A tal riguardo, tenuto conto delle circostanze concrete del caso oggetto di sua cognizione, occorrerà che il giudice privilegi la soluzione innanzi evidenziata, e, quindi, ferma restando l'irripetibilità dei canoni già riscossi, provveda ad una stima del bene ai valori di mercato al momento della restituzione dello stesso (se il bene non sia stato venduto o altrimenti allocato e, dunque, in tale evenienza costituendosi a parametro i valori rispettivamente conseguiti) e, quindi, detragga il valore stimato dalle somme dovute al concedente, con eventuale residuo da attribuire - in fattispecie (come quella in esame) di fallimento dell'utilizzatore successivo alla intervenuta risoluzione contrattuale - alla curatela” (Cassazione Sezioni Unite 28 gennaio 2021 n. 2061 su leasing, art. 1526 c.c. e fallimento dell’utilizzatore).

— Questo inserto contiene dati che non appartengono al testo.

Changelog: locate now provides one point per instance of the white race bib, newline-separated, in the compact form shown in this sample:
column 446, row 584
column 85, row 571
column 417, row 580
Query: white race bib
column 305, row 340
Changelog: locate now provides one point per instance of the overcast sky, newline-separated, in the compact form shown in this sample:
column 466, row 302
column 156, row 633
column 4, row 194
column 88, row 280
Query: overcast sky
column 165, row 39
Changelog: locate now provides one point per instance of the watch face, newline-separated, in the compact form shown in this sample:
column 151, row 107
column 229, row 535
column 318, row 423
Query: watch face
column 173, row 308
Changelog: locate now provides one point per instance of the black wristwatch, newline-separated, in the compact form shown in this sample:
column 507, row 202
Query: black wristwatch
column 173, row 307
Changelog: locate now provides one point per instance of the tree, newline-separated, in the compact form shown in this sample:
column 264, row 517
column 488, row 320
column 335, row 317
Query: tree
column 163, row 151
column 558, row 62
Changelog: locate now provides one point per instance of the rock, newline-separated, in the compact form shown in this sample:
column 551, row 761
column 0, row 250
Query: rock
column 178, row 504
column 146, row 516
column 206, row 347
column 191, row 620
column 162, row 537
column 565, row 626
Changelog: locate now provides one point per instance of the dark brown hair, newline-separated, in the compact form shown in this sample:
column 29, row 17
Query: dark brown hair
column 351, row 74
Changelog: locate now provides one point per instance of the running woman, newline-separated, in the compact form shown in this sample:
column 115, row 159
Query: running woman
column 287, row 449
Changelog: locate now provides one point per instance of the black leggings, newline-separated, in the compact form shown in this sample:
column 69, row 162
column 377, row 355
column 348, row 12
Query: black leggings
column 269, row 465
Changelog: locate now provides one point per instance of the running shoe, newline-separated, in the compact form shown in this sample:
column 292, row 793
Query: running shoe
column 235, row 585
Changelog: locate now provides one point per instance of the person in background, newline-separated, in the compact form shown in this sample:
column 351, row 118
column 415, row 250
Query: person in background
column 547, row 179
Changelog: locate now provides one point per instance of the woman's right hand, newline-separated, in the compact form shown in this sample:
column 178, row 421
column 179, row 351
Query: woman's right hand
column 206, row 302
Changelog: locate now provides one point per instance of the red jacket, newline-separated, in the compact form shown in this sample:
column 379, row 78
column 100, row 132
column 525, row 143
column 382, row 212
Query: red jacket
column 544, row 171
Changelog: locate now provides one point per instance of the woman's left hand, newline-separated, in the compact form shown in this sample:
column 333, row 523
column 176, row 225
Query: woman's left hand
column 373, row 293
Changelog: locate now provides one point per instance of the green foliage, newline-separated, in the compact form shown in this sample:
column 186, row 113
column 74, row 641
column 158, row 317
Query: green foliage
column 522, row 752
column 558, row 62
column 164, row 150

In tale prospettiva, è da sottolineare anche l’onere che viene fatto gravare da Cassazione Sezioni Unite 28 gennaio 2021 n. 2061 sul concedente: “in siffatto contesto, il concedente che aspiri a diventare creditore concorrente ha l'onere di formulare una domanda di insinuazione al passivo, ex art. 93 L. Fall., in seno alla quale, invocando l'applicazione dell'eventuale clausola penale stipulata in suo favore, offra al giudice delegato la possibilità di apprezzare se detta penale sia equa ovvero manifestamente eccessiva; e per consentire siffatta valutazione da parte del giudice delegato, è chiaro onere dell'istante quello di indicare la somma esattamente ricavata dalla diversa allocazione del bene oggetto di leasing, ovvero, in mancanza, di allegare alla sua domanda una stima attendibile del valore di mercato del bene medesimo al momento del deposito della stessa” (Cassazione Sezioni Unite 28 gennaio 2021 n. 2061 su leasing, art. 1526 c.c. e fallimento dell’utilizzatore).